"Hush!" said the Duke, frowning at her like a tragic actor accustomed to provincial audiences.

She rustled upstairs in great agitation.

Chloe, according to her timid custom, vanished to bed when the women went to their rooms. She feared smoking-room stories. And so the paragon, the Duke, Mr. Rodney, and Mr. Ingerstall sat alone in the amber smoking-room, which adjoined Winter Garden No. 2, in which Mrs. Lite's favourites soundly slept. Mr. Rodney sat for about two minutes looking like a habitually nervous man, who is suddenly confronted with the last day. Then he hastily swallowed about a pint of brandy.

"Hullo, Rodney!" said the Duke. "Turning teetotaler?"

"I beg your pardon?" said Mr. Rodney, with a distracted demeanour.

"Giving up the drink, I see," continued the Duke, with a dismal attempt at his usual jocose air. "Sousing yourself in water from the crystal spring."

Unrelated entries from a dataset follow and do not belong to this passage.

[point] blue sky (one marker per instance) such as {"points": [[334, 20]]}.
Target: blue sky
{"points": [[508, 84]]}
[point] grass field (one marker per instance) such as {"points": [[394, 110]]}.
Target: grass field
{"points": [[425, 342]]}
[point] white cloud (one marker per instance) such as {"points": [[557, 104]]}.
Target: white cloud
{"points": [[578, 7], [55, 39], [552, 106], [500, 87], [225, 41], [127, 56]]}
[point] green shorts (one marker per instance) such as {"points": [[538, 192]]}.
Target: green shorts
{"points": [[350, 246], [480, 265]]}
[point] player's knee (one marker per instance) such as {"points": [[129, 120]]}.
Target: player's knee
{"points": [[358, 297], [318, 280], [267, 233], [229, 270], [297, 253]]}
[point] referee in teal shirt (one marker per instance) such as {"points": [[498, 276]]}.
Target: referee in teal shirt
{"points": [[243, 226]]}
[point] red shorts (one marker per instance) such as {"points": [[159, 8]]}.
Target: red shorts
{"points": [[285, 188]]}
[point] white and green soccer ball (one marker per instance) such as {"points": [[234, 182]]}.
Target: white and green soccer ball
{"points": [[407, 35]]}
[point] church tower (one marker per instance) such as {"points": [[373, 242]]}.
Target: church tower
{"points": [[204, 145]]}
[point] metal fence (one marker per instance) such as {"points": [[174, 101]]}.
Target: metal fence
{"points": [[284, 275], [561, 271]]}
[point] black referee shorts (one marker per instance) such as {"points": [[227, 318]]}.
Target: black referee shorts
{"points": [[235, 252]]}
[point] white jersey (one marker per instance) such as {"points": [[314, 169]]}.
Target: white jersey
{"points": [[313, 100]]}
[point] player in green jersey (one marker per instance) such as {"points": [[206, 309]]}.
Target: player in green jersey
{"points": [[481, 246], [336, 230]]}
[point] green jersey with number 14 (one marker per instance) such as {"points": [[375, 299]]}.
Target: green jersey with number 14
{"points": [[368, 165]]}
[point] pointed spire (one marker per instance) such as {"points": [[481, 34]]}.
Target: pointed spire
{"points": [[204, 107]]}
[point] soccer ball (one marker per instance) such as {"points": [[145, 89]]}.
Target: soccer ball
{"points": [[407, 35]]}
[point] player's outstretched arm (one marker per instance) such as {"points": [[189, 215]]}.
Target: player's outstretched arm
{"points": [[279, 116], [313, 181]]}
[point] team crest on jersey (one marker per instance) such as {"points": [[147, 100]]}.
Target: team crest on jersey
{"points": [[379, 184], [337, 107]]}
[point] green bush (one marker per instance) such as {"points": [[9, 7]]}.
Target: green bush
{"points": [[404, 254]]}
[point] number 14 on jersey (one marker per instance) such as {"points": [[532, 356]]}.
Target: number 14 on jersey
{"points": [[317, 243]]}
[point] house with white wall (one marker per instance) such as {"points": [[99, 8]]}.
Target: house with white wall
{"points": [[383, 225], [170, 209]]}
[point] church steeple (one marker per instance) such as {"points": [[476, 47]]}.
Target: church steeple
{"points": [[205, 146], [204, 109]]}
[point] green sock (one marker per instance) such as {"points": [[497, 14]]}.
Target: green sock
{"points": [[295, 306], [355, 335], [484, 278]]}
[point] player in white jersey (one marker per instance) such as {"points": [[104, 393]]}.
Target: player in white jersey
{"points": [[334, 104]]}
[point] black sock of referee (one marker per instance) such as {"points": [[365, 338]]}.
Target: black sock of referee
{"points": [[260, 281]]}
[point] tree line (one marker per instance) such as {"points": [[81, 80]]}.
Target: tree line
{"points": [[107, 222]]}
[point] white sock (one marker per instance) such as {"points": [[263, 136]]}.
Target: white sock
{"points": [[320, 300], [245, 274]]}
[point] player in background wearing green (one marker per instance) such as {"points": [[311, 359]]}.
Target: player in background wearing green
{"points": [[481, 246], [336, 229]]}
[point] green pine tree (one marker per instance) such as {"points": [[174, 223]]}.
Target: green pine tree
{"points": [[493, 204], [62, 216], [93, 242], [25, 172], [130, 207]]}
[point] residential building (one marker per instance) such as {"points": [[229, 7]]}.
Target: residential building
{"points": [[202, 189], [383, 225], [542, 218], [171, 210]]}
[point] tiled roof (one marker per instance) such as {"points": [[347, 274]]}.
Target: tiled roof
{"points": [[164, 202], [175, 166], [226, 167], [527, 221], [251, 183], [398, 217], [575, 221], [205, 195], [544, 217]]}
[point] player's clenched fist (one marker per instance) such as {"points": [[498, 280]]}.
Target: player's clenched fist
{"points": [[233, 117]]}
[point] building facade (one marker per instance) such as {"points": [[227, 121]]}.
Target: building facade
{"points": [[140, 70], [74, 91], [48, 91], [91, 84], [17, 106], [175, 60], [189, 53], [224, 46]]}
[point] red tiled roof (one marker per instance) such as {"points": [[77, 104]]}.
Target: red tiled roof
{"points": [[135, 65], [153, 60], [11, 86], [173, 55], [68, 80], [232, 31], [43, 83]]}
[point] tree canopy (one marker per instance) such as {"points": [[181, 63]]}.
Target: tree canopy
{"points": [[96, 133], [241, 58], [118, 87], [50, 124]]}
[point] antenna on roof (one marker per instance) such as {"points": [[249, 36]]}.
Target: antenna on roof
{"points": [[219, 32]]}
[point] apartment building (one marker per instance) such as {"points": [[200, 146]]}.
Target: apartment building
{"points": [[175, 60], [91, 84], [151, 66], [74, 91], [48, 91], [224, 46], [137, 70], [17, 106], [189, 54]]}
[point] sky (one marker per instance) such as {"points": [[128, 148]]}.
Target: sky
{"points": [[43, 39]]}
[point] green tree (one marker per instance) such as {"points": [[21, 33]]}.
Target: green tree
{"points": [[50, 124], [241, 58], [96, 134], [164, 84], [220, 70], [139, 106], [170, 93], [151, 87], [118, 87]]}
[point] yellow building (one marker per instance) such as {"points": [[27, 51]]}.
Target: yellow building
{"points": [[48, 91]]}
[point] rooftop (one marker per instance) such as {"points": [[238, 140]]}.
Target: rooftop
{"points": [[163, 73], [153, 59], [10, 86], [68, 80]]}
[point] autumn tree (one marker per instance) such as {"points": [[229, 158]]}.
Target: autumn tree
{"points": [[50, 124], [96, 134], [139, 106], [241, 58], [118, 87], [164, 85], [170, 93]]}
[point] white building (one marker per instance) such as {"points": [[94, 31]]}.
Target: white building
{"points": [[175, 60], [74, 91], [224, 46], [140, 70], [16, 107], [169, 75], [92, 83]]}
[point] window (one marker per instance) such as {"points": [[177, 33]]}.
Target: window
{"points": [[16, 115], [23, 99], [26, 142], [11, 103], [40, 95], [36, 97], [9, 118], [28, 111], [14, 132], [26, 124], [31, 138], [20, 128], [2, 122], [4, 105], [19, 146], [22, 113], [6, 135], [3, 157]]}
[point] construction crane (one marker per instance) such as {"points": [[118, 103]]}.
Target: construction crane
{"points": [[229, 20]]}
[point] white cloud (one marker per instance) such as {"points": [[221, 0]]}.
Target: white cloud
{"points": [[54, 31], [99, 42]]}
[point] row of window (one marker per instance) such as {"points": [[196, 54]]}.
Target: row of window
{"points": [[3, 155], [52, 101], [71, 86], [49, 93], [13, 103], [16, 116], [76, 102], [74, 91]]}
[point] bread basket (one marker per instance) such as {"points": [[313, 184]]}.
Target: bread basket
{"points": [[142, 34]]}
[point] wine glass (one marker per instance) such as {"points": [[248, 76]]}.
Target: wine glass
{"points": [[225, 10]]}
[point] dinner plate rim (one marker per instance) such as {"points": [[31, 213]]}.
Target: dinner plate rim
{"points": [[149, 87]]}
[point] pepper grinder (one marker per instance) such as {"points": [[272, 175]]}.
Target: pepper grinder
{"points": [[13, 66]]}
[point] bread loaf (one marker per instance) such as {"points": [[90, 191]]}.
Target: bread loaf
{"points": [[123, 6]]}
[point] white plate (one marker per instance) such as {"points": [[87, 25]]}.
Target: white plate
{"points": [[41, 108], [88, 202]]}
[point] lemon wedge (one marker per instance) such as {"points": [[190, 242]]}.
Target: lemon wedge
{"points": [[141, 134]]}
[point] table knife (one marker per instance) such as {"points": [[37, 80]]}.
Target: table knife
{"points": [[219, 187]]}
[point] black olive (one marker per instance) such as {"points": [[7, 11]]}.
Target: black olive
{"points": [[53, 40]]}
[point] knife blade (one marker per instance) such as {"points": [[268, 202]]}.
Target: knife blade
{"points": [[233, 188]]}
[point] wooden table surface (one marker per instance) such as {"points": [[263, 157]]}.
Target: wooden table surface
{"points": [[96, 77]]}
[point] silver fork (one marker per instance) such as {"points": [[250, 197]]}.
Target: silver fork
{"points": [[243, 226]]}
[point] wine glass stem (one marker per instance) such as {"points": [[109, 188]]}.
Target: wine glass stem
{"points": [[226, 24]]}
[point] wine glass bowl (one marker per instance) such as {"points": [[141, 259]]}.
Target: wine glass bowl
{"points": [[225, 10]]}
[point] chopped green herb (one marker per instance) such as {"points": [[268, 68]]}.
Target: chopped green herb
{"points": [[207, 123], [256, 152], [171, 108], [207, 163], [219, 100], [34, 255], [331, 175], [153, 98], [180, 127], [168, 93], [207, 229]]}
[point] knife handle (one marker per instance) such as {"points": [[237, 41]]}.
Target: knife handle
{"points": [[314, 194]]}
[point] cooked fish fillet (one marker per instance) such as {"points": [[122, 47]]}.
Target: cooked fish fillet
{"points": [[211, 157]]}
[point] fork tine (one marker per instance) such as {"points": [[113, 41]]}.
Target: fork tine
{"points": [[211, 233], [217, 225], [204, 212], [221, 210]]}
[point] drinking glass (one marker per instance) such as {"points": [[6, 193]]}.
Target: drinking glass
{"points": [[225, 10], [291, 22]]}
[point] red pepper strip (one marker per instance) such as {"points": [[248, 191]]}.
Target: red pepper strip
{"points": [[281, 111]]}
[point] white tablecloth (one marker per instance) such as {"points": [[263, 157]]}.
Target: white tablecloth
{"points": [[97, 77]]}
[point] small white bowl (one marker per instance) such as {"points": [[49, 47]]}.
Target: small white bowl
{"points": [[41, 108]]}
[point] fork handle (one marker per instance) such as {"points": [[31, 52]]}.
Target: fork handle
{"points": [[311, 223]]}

"I beg your pardon, Duke," said Mr. Rodney, looking deeply hurt and almost on the verge of tears; "the outrage committed upon me this afternoon is scarcely matter for jest. I—I——" He drank another pint of brandy, and muttering something about the "necessity for expelling cold from the system," and the "terrible results following on rheumatic fever," hurried from the room, affecting the gait of an old hedger and ditcher, crippled with that roadside complaint to which he had so feelingly alluded.

The Duke glared at Mr. Bush, and, lighting a cigar, remarked to Mr. Ingerstall that Rodney would have D.T. on the course to-morrow if he didn't take care. Then he seized the Times, and buried himself in the advertisement sheets, through which he took stock of the paragon, making a hole with his finger in "Wanted, a quiet home for a clergyman afflicted with homicidal mania, who is subject to fits, but is High Church, studious, and of a happy disposition."

"Damn it, there's no absinthe!" cried Mr. Ingerstall. "In Paris one is not deprived of necessities as one is in England. Why don't I live in Paris?"